Добравшись до остатков здания, мужчина ещё раз сухо сглотнул, вдохнул поглубже и вошёл в дверной проём. Внутри оказалось на удивление свежо – ни запаха гнили, ни затхлости. В отличие от летнего душного смрада улицы, воздух в руинах дышал прохладой. Судя по сообщениям на городских форумах, никто точно не знал, что это за здание, откуда и как оно появилось. Его даже на карте не было.

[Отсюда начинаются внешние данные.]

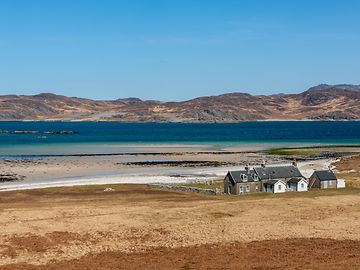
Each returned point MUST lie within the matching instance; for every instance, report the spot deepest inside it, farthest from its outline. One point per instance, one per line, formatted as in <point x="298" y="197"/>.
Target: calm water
<point x="104" y="136"/>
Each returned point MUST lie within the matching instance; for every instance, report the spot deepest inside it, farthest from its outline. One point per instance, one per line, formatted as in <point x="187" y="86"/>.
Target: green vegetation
<point x="312" y="150"/>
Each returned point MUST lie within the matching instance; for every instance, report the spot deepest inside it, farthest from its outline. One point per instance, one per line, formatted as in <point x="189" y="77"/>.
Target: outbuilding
<point x="324" y="179"/>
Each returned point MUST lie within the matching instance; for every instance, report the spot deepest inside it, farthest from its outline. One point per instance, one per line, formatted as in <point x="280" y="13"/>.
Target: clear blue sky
<point x="176" y="49"/>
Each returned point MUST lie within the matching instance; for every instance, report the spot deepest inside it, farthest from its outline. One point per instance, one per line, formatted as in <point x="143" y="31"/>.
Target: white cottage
<point x="297" y="184"/>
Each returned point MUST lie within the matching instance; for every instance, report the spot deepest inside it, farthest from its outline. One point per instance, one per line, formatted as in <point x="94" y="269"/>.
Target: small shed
<point x="275" y="186"/>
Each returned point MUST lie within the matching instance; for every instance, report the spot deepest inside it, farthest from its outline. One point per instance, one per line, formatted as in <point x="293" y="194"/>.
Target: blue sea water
<point x="98" y="137"/>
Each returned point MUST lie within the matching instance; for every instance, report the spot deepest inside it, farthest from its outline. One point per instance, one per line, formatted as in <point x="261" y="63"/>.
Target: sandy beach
<point x="148" y="164"/>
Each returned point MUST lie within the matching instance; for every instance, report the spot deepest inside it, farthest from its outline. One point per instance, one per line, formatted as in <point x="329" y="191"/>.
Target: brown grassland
<point x="135" y="227"/>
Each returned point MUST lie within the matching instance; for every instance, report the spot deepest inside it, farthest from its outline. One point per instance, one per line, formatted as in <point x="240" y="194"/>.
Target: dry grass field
<point x="135" y="227"/>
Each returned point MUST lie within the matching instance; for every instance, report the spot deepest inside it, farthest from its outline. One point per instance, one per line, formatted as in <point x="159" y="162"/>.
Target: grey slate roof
<point x="294" y="180"/>
<point x="278" y="172"/>
<point x="236" y="176"/>
<point x="325" y="175"/>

В луче фонарика проступали тени облупившихся стен и неровности каменных плит пола. В углу мелькнула надпись «Здесь был Х». Косой крест перечёркивал имя автора памятной надписи.
Осмотревшись, мужчина печально вздохнул и провёл рукой по небритому лицу. Прислонился к гладкой стене. Он чувствовал себя дураком. Видимо, бабка соврала, и никто сюда не придёт. Что теперь? Домой? Туда, где до сих пор по столу разбросаны тетрадки и учебники с пожёванными закладками. Где под кроватью пылятся разноцветные машинки, которые полагалось аккуратно сложить в специальную коробку от телевизора с кривоватой надписью «Автопарк». А на стуле так и висят смешные зелёные штаны с заштопанными коленками.

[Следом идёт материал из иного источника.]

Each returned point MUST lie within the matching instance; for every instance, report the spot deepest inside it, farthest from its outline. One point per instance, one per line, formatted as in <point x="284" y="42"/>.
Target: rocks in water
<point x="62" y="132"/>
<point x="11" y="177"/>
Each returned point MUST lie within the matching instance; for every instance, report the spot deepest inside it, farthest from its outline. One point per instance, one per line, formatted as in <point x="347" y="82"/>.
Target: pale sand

Сквозь рубашку проникал стылый холод старого здания. Казалось, внутренности смерзаются, зябкие щупальца дотянулись даже до костей. Отлипнув от стены, мужчина попытался встряхнуться. Не вышло. Негнущимися окоченевшими пальцами достал смартфон и начал пробираться к выходу. Луч света снова выхватил надпись на стене. Косой крест оказался пересечением двух глубоких царапин, прорезавших стену почти на сантиметр.
Фонарик погас. Стужа кандалами овивала щиколотки.

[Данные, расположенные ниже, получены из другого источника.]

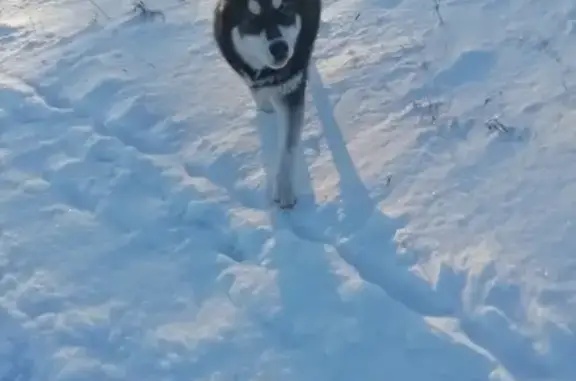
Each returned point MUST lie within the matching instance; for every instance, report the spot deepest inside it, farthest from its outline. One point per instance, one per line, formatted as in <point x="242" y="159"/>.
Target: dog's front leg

В тусклом свете дверного проёма проступила долговяза фигура с большой головой.
***
Мирослава всхлипнула и проснулась. По затёкшей руке под головой стекала струйка слюны. Щурясь на яркий свет настольной лампы, Мирослава выпрямилась и потянулась. На телефоне высветилось 02:02. Один вид мятых страниц конспекта и раскрытой толстенной книги, пахнущей библиотекой, вызывал желание выть. Если бы соседка Диана вчера не праздновала свой «бёздэй» до четырёх утра, Мирослава бы выспалась и сегодня не сидела бы над конспектом до двух. А может, и до трёх.
За окном вкусно хрустнуло. Тут же завыла сигнализация красненькой машины Дианы, мастерски перекрывшей выезд. Эта тачка каждую ночь так воет. Ещё раз потянувшись, Мирослава встала из-за стола, чтобы закрыть окно. С улицы тянуло морозной сыростью, кожа покрылась мурашками.
Визг с улицы пригвоздил к полу. У входа в подъезд явно что-то происходило – женские вскрики (похоже, Дианины) перемежались хрустом и глухим треском. Приличные люди в таких ситуациях отходят подальше от окон и запирают двери, но Мирослава не смогла побороть искушение. На цыпочках подойдя к окну, вытянула шею и одним глазом посмотрела в щель между тюлевыми занавесками.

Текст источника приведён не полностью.